Take a look back at Figure 4-7 , which shows the four-row by eight-column tile sheet from
earlier in this chapter. If we were to create a maze-chase game similar to Pac-Man , we could
define the maze using tiles from a tile sheet. The sequence of tiles for our game maze would
be considered a tile map.
The first tile is a gray square, which we can use for the “road” tiles between the wall tiles.

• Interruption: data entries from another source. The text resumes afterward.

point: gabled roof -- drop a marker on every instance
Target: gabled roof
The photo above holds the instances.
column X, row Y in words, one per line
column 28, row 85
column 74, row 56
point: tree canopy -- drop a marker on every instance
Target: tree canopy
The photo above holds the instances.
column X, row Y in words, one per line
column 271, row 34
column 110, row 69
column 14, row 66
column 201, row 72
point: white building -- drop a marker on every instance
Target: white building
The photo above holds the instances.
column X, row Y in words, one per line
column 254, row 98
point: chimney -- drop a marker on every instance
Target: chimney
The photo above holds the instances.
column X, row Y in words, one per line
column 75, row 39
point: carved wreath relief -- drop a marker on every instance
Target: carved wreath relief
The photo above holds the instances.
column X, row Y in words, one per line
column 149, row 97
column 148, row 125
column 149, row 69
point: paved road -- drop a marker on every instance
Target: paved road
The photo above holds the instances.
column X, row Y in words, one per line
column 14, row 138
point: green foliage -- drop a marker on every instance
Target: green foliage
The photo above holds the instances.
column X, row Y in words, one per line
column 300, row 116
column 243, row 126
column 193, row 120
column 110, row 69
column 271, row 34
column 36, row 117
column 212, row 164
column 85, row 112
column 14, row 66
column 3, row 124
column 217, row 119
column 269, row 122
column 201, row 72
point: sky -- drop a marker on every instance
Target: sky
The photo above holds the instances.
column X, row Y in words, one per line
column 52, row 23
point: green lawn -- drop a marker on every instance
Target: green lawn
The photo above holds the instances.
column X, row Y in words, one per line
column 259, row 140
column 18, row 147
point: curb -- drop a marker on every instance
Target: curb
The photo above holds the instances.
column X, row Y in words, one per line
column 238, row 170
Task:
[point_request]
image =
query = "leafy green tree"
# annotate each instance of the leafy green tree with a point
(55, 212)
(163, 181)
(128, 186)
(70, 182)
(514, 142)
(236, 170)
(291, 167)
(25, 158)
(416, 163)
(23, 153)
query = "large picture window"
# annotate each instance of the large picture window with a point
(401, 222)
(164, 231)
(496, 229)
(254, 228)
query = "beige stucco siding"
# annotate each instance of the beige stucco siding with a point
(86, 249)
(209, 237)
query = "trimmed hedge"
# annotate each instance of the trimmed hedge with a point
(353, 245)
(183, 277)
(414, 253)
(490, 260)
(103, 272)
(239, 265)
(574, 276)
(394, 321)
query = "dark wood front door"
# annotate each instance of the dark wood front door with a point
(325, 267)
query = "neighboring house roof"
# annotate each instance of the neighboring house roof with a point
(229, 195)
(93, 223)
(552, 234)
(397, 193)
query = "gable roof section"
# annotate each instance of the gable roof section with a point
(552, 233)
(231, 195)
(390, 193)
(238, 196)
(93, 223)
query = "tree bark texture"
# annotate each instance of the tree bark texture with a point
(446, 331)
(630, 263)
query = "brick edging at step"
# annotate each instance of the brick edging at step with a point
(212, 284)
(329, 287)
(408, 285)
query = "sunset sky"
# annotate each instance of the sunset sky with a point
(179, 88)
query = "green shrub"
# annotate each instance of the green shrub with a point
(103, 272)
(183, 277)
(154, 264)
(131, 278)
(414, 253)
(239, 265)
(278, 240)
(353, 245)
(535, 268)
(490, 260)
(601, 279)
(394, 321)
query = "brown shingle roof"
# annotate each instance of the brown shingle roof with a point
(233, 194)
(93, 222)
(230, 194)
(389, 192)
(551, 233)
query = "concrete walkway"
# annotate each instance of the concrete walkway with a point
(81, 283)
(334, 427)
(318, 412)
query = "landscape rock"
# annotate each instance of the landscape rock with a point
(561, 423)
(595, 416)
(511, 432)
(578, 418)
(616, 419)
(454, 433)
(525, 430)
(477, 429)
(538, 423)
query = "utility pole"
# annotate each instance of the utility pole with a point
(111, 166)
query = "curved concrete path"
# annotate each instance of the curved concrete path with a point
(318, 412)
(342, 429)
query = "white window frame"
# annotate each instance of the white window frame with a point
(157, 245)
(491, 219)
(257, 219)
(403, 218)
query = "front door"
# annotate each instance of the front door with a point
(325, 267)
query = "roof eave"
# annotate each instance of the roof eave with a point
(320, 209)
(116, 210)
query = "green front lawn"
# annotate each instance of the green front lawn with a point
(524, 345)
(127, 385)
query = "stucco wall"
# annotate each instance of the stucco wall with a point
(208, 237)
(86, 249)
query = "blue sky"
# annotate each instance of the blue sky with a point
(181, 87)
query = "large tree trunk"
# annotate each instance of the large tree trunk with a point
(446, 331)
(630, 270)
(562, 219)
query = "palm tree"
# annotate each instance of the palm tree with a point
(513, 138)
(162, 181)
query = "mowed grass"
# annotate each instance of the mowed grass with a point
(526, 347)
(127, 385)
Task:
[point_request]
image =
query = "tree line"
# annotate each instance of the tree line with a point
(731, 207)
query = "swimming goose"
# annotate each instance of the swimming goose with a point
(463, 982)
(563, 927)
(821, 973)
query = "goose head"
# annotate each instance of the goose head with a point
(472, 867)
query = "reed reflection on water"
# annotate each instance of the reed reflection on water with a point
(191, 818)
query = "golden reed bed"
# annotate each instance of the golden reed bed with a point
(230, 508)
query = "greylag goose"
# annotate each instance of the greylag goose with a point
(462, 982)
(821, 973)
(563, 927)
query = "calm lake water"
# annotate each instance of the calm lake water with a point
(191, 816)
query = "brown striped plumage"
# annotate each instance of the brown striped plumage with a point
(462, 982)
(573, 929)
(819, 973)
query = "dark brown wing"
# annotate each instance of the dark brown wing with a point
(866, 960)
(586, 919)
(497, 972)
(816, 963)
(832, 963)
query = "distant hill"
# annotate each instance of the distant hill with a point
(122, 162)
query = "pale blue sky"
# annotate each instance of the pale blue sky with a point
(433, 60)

Any tile that a game sprite can move on is referred to as walkable . Even though our tanks are
not literally walking but driving, the concept is the same. In Chapter 9 , we will create a small
game using these concepts, but for now, let's concentrate on defining a tile map and display-
ing it on the canvas.
Our tile map will be a two-dimensional array of tile ID numbers. If you recall, the tile ID
numbers for our tile sheet are in a single dimension, numbering from 0 to 31. Let's say we are
going to create a very small game screen consisting of 10 tiles in length and 10 tiles in height.
This means we need to define a tile map of 100 individual tiles (10×10). If our tiles are 32
pixels by 32 pixels, we will define a 320×320 game screen.
There are many ways to define a tile map. One simple way is to use a tile map editor program
to lay out a grid of tiles and then export the data to re-create the tile map in JavaScript. This is
precisely how we are going to create our tile map.